RULE: - Evaluating cost/benefits while considering the ABI instability of golang
RULE:   libraries during this period, the MIR team decided for 17.10 and later
RULE:   to allow static builds of golang packages in main, so long as the number
RULE:   of these packages remains low and they follow the guidelines below:
RULE:   - golang applications in main are expected:
RULE:       1. to build using `golang-*-dev` packages from the Ubuntu archive
RULE:          creating `Built-Using` in debian/control. This requirement ensures
RULE:          that the security team is able to track security issues for all
RULE:          affected static binary packages
RULE:       2. not to build any vendored (i.e. embedded) code in the source
RULE:          package whose binaries appear in the archive (e.g. test code is
RULE:          ok) without clear justification from the requesting team and
RULE:          approval from the security team. This requirement ensures that
RULE:          the security team is able to track security issues for all
RULE:          affected source packages.
RULE:       3. only build against approved vendored sources (when applicable).
RULE:          If new versions add new components or dependencies in subsequent
RULE:          Ubuntu uploads this will need re-evaluation by the security
RULE:          team. This requirement ensures that the security team is able
RULE:          to track security issues for all affected source packages.
RULE: - The intended outcomes from the above requirements (if not vendored) are
RULE:   for packages in main to standardize on particular versions of
RULE:   `golang-*-dev` packages (when possible) with the requesting team
RULE:    adjusting their packaging as necessary, all teams responsible for
RULE:    golang packages coordinating on transitions and the requesting team
RULE:    occasionally creating new `golang-*-dev` packages as agreed to in the
RULE:    MIR bug (upstreaming to Debian whenever possible).
RULE: - As a practical matter, golang/rust source packages in main are not
RULE:   required to remove unused embedded code copies.
RULE: - If based on the above options it's a statically compiled golang package:
RULE:   - Does the package use dh-golang (if not, suggest dh-make-golang to
RULE:     create the package)?
RULE:   - Does debian/control use `Built-Using: ${misc:Built-Using}` for each
RULE:     non'-dev' binary package (importantly, golang-*-dev packages only
RULE:     ship source files so don't need Built-Using)?
RULE:   - Does the package follow Debian Go packaging guidelines?
RULE:     (See: https://go-team.pages.debian.net/packaging.html)
RULE: - When it is infeasible to comply with this policy, the justification,
RULE:   discussion and approval should all be clearly represented in the bug.

OK:
TODO-A: - not a go package, no extra constraints to consider in that regard
TODO-B: - Go Package that follows the Debian Go packaging guidelines

TODO-A:   - vendoring is used, but the reasoning is sufficiently explained
TODO-B:   - No vendoring used, all Built-Using are in main

TODO-A:   - golang: shared builds
TODO-B:   - golang: static builds are used, the team confirmed their commitment
TODO-B:     to the additional responsibilities implied by static builds.

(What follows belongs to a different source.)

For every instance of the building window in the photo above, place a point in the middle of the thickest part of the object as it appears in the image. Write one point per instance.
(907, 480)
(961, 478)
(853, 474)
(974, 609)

TODO-A: - not a rust package, no extra constraints to consider in that regard
TODO-B: - Rust package that has all dependencies vendored. It does neither
TODO-B:   have *Built-Using (after build). Nor does the build log indicate
TODO-B:   built-in sources that are missed to be reported as Built-Using.

TODO: - rust package using dh_cargo (dh ... --buildsystem cargo)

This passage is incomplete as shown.